Faiz lobisinin ricacıları

Ekonomiden Sorumlu Başbakan Yardımcısı Mehmet Şimşek ve Merkez Bankası Başkanı Murat Çetinkaya, Londra’ya hasar onarımına gittiler. Tayyip Erdoğan’ın, Londra ziyaretinde dünyanın iki numaralı finans merkezi City nezdinde yarattığı tahribatın etkilerini gidermeye. Toplantıdan görüntü yok. Gizli. Kimler vardı orada? Tabii dünya finans piyasasının kodamanlarının Londra şubelerinin temsilcileri. Ama ne fotoğraf çektirilmiş, ne de kimlerin katıldığına dair halka bilgi veriliyor.

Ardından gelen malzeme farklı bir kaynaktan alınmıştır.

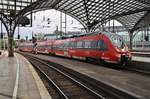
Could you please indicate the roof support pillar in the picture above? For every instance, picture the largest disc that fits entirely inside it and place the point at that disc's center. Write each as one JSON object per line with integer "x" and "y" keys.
{"x": 131, "y": 39}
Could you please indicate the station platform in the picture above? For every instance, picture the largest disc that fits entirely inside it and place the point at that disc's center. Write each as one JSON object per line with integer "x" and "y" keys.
{"x": 19, "y": 80}
{"x": 132, "y": 83}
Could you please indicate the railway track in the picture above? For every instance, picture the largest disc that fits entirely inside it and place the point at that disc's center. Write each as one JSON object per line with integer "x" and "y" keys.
{"x": 72, "y": 85}
{"x": 68, "y": 87}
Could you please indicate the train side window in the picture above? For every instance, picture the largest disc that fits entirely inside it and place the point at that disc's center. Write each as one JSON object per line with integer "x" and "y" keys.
{"x": 102, "y": 45}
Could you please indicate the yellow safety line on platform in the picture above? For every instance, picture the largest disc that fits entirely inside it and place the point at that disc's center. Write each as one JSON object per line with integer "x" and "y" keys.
{"x": 17, "y": 81}
{"x": 42, "y": 90}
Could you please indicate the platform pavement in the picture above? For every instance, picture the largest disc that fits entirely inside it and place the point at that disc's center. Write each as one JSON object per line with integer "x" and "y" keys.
{"x": 18, "y": 79}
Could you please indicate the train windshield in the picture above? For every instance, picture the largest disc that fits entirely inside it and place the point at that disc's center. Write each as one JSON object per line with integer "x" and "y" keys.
{"x": 117, "y": 41}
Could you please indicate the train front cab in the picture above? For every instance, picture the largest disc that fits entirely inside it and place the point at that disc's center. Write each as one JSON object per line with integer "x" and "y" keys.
{"x": 120, "y": 51}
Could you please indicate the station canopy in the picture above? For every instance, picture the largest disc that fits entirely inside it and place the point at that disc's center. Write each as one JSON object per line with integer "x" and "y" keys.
{"x": 132, "y": 14}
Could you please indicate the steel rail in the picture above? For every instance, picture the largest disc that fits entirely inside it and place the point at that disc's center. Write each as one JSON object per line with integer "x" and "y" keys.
{"x": 77, "y": 82}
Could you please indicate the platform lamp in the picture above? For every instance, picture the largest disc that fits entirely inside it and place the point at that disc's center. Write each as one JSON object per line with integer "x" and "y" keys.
{"x": 1, "y": 35}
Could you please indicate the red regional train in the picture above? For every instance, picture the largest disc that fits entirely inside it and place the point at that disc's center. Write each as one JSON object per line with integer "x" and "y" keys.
{"x": 108, "y": 47}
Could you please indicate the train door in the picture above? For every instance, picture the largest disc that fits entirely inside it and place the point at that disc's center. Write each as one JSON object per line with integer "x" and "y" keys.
{"x": 102, "y": 50}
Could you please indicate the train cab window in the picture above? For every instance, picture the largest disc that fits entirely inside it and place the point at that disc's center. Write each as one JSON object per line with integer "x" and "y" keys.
{"x": 102, "y": 45}
{"x": 94, "y": 44}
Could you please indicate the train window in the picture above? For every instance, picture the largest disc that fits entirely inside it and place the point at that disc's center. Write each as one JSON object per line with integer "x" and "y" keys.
{"x": 87, "y": 44}
{"x": 79, "y": 44}
{"x": 102, "y": 45}
{"x": 94, "y": 44}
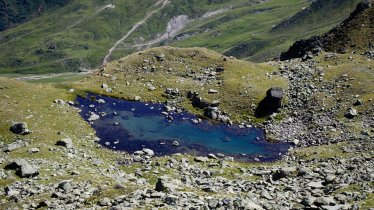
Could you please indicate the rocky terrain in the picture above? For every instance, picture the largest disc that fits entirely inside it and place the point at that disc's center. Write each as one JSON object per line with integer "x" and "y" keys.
{"x": 322, "y": 105}
{"x": 355, "y": 33}
{"x": 330, "y": 166}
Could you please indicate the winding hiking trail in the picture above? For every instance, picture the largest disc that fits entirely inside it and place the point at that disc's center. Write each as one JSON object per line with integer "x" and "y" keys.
{"x": 110, "y": 6}
{"x": 177, "y": 24}
{"x": 163, "y": 3}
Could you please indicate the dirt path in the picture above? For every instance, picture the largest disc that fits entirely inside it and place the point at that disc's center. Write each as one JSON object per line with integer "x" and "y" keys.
{"x": 48, "y": 76}
{"x": 108, "y": 6}
{"x": 176, "y": 25}
{"x": 163, "y": 3}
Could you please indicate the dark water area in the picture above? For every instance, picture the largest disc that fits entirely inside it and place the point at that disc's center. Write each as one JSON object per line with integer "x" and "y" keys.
{"x": 130, "y": 126}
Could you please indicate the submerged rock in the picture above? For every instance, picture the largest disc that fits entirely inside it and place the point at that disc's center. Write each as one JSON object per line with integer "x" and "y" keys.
{"x": 351, "y": 113}
{"x": 93, "y": 117}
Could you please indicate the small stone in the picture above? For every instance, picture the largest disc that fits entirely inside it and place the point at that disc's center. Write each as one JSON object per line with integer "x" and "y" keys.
{"x": 175, "y": 143}
{"x": 20, "y": 128}
{"x": 104, "y": 202}
{"x": 148, "y": 152}
{"x": 351, "y": 113}
{"x": 66, "y": 142}
{"x": 33, "y": 150}
{"x": 23, "y": 168}
{"x": 359, "y": 102}
{"x": 201, "y": 159}
{"x": 212, "y": 91}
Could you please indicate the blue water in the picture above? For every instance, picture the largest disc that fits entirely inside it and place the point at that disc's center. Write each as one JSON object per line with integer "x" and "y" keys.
{"x": 143, "y": 125}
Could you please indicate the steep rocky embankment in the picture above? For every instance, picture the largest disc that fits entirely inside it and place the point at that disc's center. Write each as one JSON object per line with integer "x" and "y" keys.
{"x": 356, "y": 33}
{"x": 59, "y": 165}
{"x": 49, "y": 156}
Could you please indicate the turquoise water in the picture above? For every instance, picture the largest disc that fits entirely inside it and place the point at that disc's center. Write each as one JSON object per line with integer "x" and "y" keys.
{"x": 131, "y": 126}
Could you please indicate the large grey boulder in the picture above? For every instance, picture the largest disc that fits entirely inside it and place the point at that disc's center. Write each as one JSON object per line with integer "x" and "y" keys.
{"x": 23, "y": 168}
{"x": 271, "y": 103}
{"x": 20, "y": 128}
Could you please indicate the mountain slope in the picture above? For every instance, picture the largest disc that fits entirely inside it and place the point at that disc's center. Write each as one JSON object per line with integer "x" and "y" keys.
{"x": 78, "y": 36}
{"x": 320, "y": 13}
{"x": 355, "y": 33}
{"x": 18, "y": 11}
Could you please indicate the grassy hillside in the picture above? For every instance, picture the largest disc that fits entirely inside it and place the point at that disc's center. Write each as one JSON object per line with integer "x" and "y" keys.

Bu iş Salı günü oluyor. Ondan önce Pazar gecesi aynı ikili, Mehmet Şimşek ve Murat Çetinkaya, Türkiye finans sektörünün 100’den fazla temsilcisiyle bir araya geliyor. Bunlar kim? Açıklama yok, fotoğraf yok. Bu toplantının katılımcıları ve içeriği de halktan saklanıyor. Aynen Londra toplantısı gibi, buradan da haberi ancak “yatırımcı” adıyla anılan para babalarından bazılarının kuliste gazetecilere söyledikleri sayesinde alıyoruz. (100’den fazla banka, sigorta şirketi, aracı kurum yöneticisi, en hasından kerli ferli kapitalist şirket yöneticisi, Pazar günlerini mahvedip bir devlet yemeğine gidiyor. Durumun aciliyetine bakar mısınız?)

Nedir bu gizlilik? Halktan neden gizleniyorsunuz? Çok basit bir cevabı var bu sorunun: Görüştükleri ünlü faiz lobisi de ondan. Soruyoruz? Bundan başka bir faiz lobisi var mı?

Londra toplantısında da, Türkiye’deki toplantıda da ne konuşuluyor? Medyaya sızan bütün bilgiler gösteriyor ki, Erdoğan’ın Londra ziyaretinde Bloomberg televizyonunda ve Chatham House’ta yaptığı açıklamaların ürküttüğü, Türk lirasına sırt çevirmesine yol açtığı kodaman finans kuruluşlarını teskin edecek, rahatlatacak, yeniden Türkiye borsasına yatırım yapmaya ikna edecek açıklamalar yapılmıştır. Demek ki neymiş? AKP hükümeti faiz lobisine “gel Türkiye’ye yatırım yap” diyormuş. Yani faiz lobisine yalvar yakar “gel bizi sömür” diyormuş.

Şimdi durum bu kadar açıkken, Tayyip Erdoğan’ın tam da Mehmet Şimşek-Murat Çetinkaya ikilisi Londra yolcusuyken yaptığı ilk seçim konuşmasında şu söylediklerine ne anlam vermeli?

Yok kurmuş, murmuş. Hepsi hikaye bunların. Biz Soros’un bilmem neyin kulu kölesi değiliz. Biz Allah’ın kuluyuz. Ey finans sektörü, eğer siz yatırımcımıza bu tür oyunlar oynarsanız bilesiniz ki bedelini ağır ödersiniz.”

“Kur mur hikâye” ise başbakan yardımcısı ve Merkez Bankası başkanı ne demeye o kadar para ve vakit harcayıp elin faiz lobisine yalvarmaya gidiyor. Yoksa Tayyip Erdoğan’a isyan ettiler de muhalefet mi başlatıyorlar? Onları Erdoğan’ın (Binali Yıldırım’ın ısrarıyla) yolladığı herkesin bildiği bir sır. O zaman Erzurum’da “ey finans sektörü!” çekip Londra’da ricacı olmak ne demek? “Biz Soros’un kulu kölesi değiliz” demek kolay. Londra’daki toplantıda Soros’un kuruluşlarının temsilcisi var mıydı, katılımcılar listesini bir açıklasanız da öğrensek!

Bütün bunların anlamı, aynen ABD ve İsrail politikalarında olduğu gibi, finans sermayesine karşı ses yükseltmenin de iç tüketime yönelik olduğudur. Erdoğan ve AKP emperyalist sermayenin oyununu oynuyor, ama “yabancı komplosu” diye halkı kandırmaya çalışıyorlar.